Weeknight Chicken Tostadas
- 1 8-inch corn and wheat-blend tortilla, per tostada (I use the Habanero Lime Tortillas from Trader Joe's)
- 1/3 cup shredded cheese, per tostada (pepper jack, cheddar, co-jack or Monterrey jack all work!)
- 1/2 cup shredded cooked chicken, per tostada
- 2 tablespoons black beans, per tostada
- 1/4 teaspoon Chile Lime Seasoning from Trader Joe's, per tostada (substitute with Mexican hot sauce or dried ancho chile powder)

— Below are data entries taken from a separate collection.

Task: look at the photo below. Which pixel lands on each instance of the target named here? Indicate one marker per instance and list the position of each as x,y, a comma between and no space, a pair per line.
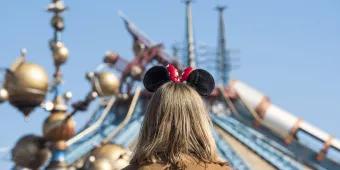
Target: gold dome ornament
30,152
56,128
104,83
108,155
27,84
60,53
3,95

- 1 cup fresh arugula leaves, per tostada
- 1/3 cup thinly-sliced radishes, per tostada
- 1 wedge fresh lime, per tostada
- 2 tablespoons Creamy Avocado Ranch Dressing, per tostada
- Preheat oven to 375℉. Place tortilla on a baking sheet and pierce holes in it with a fork. Bake the tortilla for 7 minutes to crisp it up.
- Remove tortilla from oven. Top with cheese, chicken, beans, and seasoning. Bake for 7-8 minutes until the tostada is crispy and the cheese has melted.
- Top the tostada with fresh arugula, radish, lime juice, and avocado ranch. Serve immediately and enjoy!